Much has been written about the importance of a “brand” in recent years. A range of definitions have been offered as to what a brand exactly is. Many still lack some clarity about the matter. This post offers some simple guidance on understanding what a brand is, and how it can serve an important purpose for your organization.
A “Brand” Defined
The simplest place to begin understanding the concept of a brand might be with cattle. In the wide open range of the American west, ranchers allow their stock to roam freely without fences. Not surprisingly this leads to extensive intermingling of herds. Animals owned by one ranch live side by side with those from others. This situation would prove unworkable without some permanent means of identifying which stock belong to which owner.
As a result, distinct marks have developed over time. After birth, calves are “branded” with a hot iron associated with their owner, marking them permanently, and making them instantly distinguishable from the animals of other ranches. The marks are distinct, each standing out from others. They are also readily recognizable. Over time, the marks have become associated with the business practices, habits, and personnel of each of the ranches. In other words, the marks are not only different in appearance, but they carry an impression as to the quality (or lack thereof) of the ranch behind the mark.
Branding in Marketing
With this simple background it is easy to understand how this concept from the American west has made the jump to our modern lexicon of marketing. Company marks or logos began to emerge perhaps 150 years ago. Over time these logos became instantly associated with the products or services behind them. Early “brand” recognition revolved around the name of a company or its product. Over time it became apparent that the marks held more sway in the public’s mind than initially recognized.

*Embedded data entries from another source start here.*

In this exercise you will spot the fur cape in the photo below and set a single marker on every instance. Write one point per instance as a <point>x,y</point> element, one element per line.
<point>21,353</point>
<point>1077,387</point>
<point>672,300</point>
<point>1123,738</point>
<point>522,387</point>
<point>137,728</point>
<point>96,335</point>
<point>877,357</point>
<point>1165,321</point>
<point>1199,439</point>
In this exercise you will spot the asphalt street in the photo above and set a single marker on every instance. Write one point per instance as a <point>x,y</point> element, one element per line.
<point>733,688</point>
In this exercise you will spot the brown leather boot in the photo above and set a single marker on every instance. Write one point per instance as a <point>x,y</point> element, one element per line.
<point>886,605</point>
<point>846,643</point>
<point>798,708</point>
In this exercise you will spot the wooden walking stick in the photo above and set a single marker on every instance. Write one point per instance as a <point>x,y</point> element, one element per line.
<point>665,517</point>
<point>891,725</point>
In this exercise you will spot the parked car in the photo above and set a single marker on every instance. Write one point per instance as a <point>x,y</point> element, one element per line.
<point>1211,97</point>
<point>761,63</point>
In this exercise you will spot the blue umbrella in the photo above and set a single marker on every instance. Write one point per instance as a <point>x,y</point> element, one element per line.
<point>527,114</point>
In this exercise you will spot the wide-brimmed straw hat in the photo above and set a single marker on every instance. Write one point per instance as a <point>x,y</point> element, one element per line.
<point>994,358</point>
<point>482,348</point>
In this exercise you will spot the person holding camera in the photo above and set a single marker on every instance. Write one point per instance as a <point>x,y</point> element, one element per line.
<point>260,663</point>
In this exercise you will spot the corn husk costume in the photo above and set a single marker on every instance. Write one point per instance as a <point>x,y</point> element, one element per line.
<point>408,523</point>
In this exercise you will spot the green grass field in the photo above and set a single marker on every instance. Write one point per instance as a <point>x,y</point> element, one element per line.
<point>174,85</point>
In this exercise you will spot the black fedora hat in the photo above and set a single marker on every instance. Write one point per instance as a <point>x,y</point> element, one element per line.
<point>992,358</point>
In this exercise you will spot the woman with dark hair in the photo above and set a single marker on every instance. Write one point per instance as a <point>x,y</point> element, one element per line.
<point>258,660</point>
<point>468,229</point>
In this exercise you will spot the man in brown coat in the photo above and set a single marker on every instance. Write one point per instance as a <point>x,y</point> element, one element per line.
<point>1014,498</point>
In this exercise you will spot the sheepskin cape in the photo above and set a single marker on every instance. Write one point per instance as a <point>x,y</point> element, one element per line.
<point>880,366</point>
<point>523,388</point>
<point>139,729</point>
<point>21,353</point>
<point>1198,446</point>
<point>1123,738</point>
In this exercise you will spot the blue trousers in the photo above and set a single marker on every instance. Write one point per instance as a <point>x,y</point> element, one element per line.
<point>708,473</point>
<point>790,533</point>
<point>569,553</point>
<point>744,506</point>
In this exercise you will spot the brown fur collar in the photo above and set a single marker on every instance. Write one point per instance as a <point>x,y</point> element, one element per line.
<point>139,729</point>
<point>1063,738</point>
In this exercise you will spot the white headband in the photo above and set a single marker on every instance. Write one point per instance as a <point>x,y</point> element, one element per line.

In marketing, especially among nonprofits, the concept of “branding” must be kept in perspective. It’s unlikely that most of us will ever have access to enough resources to burn the color impression of our marks into peoples’ brains the way say, Coca-cola red, conjures up an immediate image. Still, as organizations mature, they do well to maintain their marks (logos) with clarity, ensuring size, dimension, and color remain consistent over time.